Figure 2. (a) Gene-level alteration frequencies in CPGEA and TCGA. (b) Mirror distribution plot of FOXA1 somatic SNVs in CPGEA primary (blue, top), western primary (blue, bottom), and western metastatic (orange, bottom) cancers.
3. DNA methylation abnormalities
To complement our analysis of genetic alterations in prostate cancer, DNA methylation in the CPGEA cohort was profiled by using WGBS. As expected, prostate cancer genomes were hypomethylated relative to normal prostate tissue (Figure 3a), and 5′ untranslated regions (UTRs) and CpG islands (CGIs) were relatively hypermethylated, whereas exons, introns and repetitive elements were hypomethylated.
Figure 3. DNA methylation abnormalities and subtypes of the CPGEA prostate cancer cohort.
4. Molecular subtypes of Chinese prostate cancer
The seven molecular classes defined by TCGA using oncogenic drivers were all present in the Chinese population, in different proportions. Integrative analysis with iCluster on CNA, gene expression and DNA methylation data defined four subtypes within the CPGEA patients (Figure 3b). Among them, subtype A was unique to CPGEA and was characterized by numerous CNAs affecting genes.
5. Convergence on common oncogenic pathways
By focusing on 12 important pathways and comparing the mutational landscape between Chinese and western prostate cancer, the overall pathway-level mutation burden was similar between Chinese and western primary tumors, whereas metastatic tumors exhibited a much higher burden.

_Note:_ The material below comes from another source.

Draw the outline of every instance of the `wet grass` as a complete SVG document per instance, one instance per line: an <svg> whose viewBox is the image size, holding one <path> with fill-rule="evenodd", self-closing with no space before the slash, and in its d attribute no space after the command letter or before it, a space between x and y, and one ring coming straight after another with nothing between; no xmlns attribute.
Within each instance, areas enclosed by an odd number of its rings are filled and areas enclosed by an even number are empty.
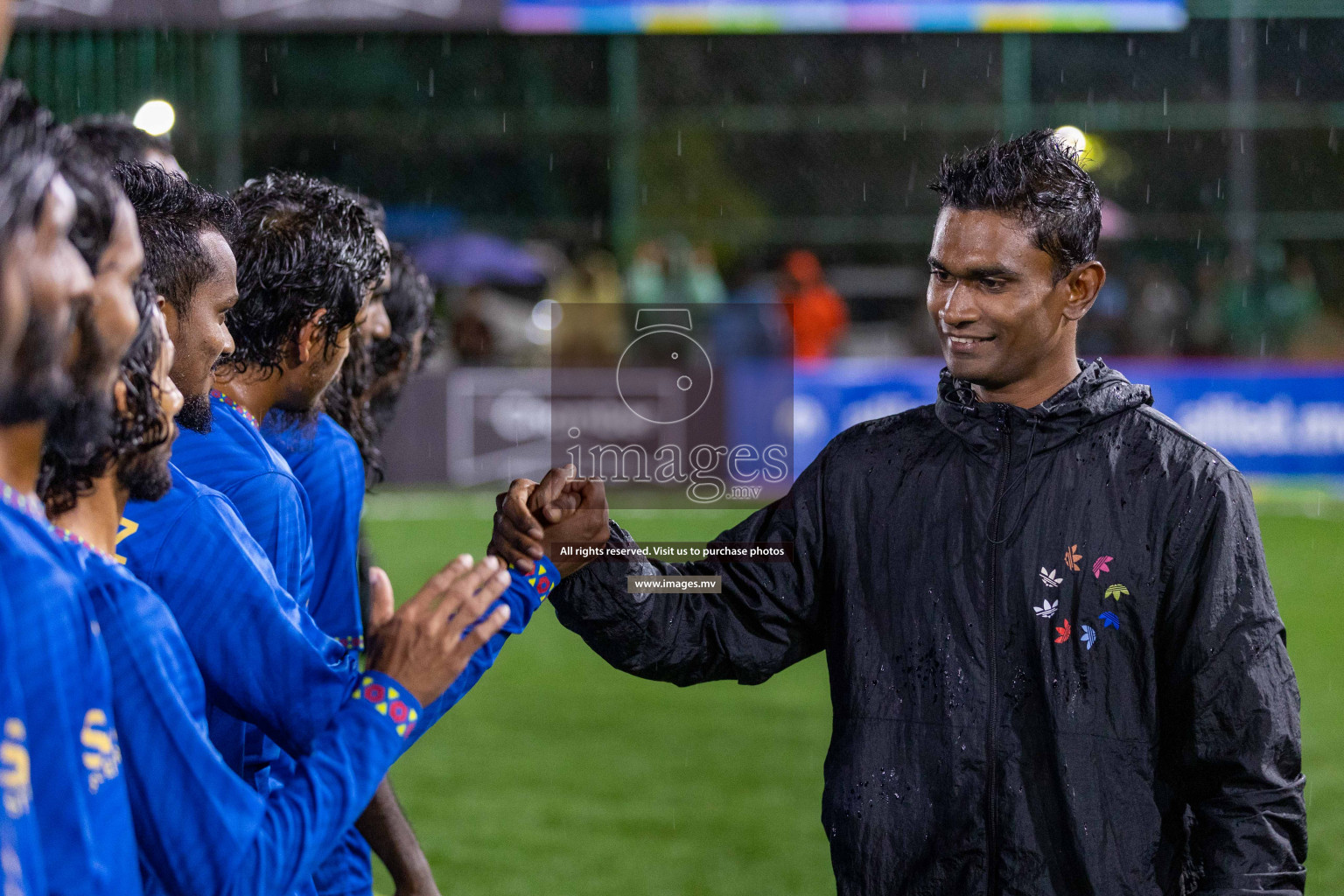
<svg viewBox="0 0 1344 896"><path fill-rule="evenodd" d="M1302 690L1310 892L1344 892L1344 516L1266 500L1262 529ZM378 555L409 596L481 553L493 501L371 502ZM728 513L624 512L637 536L700 540ZM831 729L814 657L757 688L613 672L543 607L526 635L392 771L444 893L663 896L835 892L821 832ZM391 893L378 869L379 892Z"/></svg>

This study presents a comprehensive atlas of prostate cancer in Chinese men (CPGEA), which deepens our understanding of the disease by incorporating ethnic background. Comparative analysis of samples from CPGEA and western cohorts revealed marked disparities in the mutational landscape of the same disease. Although ETS fusions have long been regarded as the flagship mutation for prostate cancer, this study indisputably positions FOXA1 mutations as the most prominent signature in Chinese populations. The frequency and unique pattern of FOXA1 mutations in Chinese prostate cancer underscores the need to investigate the oncogenic mechanism of individual mutations, as well as factors that predispose Chinese individuals to them.